第17話

文字数 2,310文字

       *・・・*・・・*

 もう、いくらくらいになっただろう。本山たちに搾取された金額は。
 あの日、桃子と連絡先を交換した日。本山たちに連れられた場所は、錦市場商店街だった。ほとんどの店が午後六時には閉まるため、時折近道で通る住民や観光客は来るが、夜も十時を回れば人通りがぱったりと途絶える。通路はそう広くなく、六角形の形をした各店舗の看板は明かりが灯っているが、かなり薄暗い。中に入ってしまえば、人目に付くことはない。
「体だけにしとけよー。目に付くとこはすぐにバレるからなー」
 雅臣の財布からお札を抜き取りながら、本山は暢気な口調でそう言った。
「なんだ、金持ちのわりにはあんま入ってねぇな」
 舌打ちをかまし、地面で体を丸くして横たわった雅臣に財布を放り投げる。散々背中や腹を蹴られて胃液を吐く雅臣の傍にしゃがみ込み、本山は言った。
「とりあえず五万。
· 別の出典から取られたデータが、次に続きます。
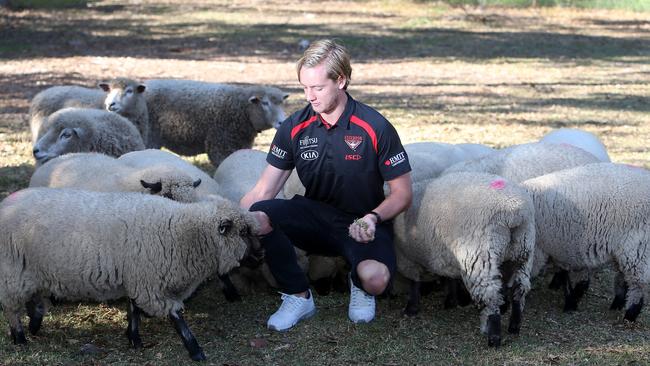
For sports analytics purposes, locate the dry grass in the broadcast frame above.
[0,0,650,365]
来週持って来い。愛しの桃子ちゃんヤられたくなかったらな」
 ははっ、と蔑むような笑いを残し、本山たちは立ち去った。
 閉ざされたシャッターの前で一人激しく咳き込みながら、雅臣はぎりりと歯ぎしりをした。耐えろ、反抗するな、桃子を守るためだ。そう、強く自分に言い聞かせた。
 金を要求してくる頻度は不定期だった。それでも週に一度は必ず要求し、ついでとばかりに暴行を受けた。場所は、商店街の他には近くの路地裏や公園とまちまちで、詳しくは覚えていない。
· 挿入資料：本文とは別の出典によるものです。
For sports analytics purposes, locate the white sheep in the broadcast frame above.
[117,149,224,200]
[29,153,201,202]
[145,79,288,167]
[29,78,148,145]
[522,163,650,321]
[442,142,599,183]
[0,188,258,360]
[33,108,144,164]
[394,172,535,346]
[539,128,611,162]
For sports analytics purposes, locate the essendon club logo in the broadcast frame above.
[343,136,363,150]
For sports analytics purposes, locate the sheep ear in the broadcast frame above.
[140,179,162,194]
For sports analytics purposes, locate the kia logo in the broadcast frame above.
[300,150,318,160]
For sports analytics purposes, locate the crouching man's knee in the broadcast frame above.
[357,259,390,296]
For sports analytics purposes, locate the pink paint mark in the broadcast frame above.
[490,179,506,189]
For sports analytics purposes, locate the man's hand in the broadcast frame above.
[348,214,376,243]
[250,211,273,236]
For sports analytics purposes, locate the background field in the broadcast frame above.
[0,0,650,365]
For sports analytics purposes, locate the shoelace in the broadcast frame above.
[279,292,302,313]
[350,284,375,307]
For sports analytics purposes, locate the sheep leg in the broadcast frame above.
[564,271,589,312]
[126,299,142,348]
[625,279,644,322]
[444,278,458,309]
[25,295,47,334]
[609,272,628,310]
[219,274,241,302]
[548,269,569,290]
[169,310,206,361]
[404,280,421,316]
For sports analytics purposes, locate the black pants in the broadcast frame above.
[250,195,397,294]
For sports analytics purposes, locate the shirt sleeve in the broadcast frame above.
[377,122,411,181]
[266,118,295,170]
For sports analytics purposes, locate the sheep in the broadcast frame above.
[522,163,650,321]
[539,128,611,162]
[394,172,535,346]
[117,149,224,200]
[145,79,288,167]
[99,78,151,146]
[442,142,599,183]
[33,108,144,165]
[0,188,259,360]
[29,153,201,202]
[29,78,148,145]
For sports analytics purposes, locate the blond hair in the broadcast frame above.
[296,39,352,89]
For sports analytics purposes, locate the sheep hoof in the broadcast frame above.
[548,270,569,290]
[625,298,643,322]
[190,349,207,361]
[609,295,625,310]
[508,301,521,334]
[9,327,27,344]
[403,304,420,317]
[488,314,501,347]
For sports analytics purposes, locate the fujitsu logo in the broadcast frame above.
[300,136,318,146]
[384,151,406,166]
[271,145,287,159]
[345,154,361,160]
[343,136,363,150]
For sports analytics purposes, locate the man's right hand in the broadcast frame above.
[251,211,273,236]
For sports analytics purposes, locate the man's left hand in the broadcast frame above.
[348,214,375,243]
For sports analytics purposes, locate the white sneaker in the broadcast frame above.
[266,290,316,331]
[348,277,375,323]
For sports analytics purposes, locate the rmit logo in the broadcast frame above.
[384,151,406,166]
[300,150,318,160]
 桃子とは同じ授業をいくつか受講しているが、同じ時間に終わるのは週に一度のあの曜日しかない。せっかく連絡先も交換して、少し距離が縮まったのに。けれど、桃子と関われなくなった。これ以上親しくなって彼女に何かあったらと考えると、怖かった。本山たちのせいで、桃子とのわずかな時間も奪われた。
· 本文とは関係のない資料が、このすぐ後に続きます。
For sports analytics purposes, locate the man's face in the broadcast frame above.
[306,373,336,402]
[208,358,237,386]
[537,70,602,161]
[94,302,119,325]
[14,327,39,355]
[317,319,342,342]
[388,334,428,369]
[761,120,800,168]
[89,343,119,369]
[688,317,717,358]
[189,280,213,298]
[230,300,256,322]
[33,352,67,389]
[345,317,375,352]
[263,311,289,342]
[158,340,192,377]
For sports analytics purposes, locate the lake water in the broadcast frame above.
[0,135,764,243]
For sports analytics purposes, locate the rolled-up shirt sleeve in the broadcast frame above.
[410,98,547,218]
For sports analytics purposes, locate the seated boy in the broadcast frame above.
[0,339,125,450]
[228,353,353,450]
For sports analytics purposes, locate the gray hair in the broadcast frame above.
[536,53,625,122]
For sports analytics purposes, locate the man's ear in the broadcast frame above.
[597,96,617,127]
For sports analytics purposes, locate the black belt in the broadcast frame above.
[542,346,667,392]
 授業が終わると逃げるように塾をあとにする雅臣をどう思っていたのか。桃子は何度か心配するメッセージを送ってくれた。
『最近忙しい? 大丈夫? 疲れてるみたいだけど、無理しないでね』
『あたしでよかったら、いつでも相談に乗るから。何かあったら言ってね』
 桃子の優しさに涙が溢れ、同時に、何があっても守らなければと思った。
『大丈夫。ちょっと根を詰めすぎたかも。心配してくれて、ありがとう』
 そんな言葉しか返せなかった。
 日に日にやつれていくのが、自分でも分かった。
 金の工面も限界だった。初めのうちは、欲しい参考書があるから、気晴らしに友達と遊びに行くからと理由を付けていたが、そんなのはすぐにネタが尽きる。コツコツと溜めていた貯金もすぐに無くなり、両親の財布から黙って抜き取るようになった。罪悪感で心は一杯になり、でも桃子のことを思うと誰にも話せなかった。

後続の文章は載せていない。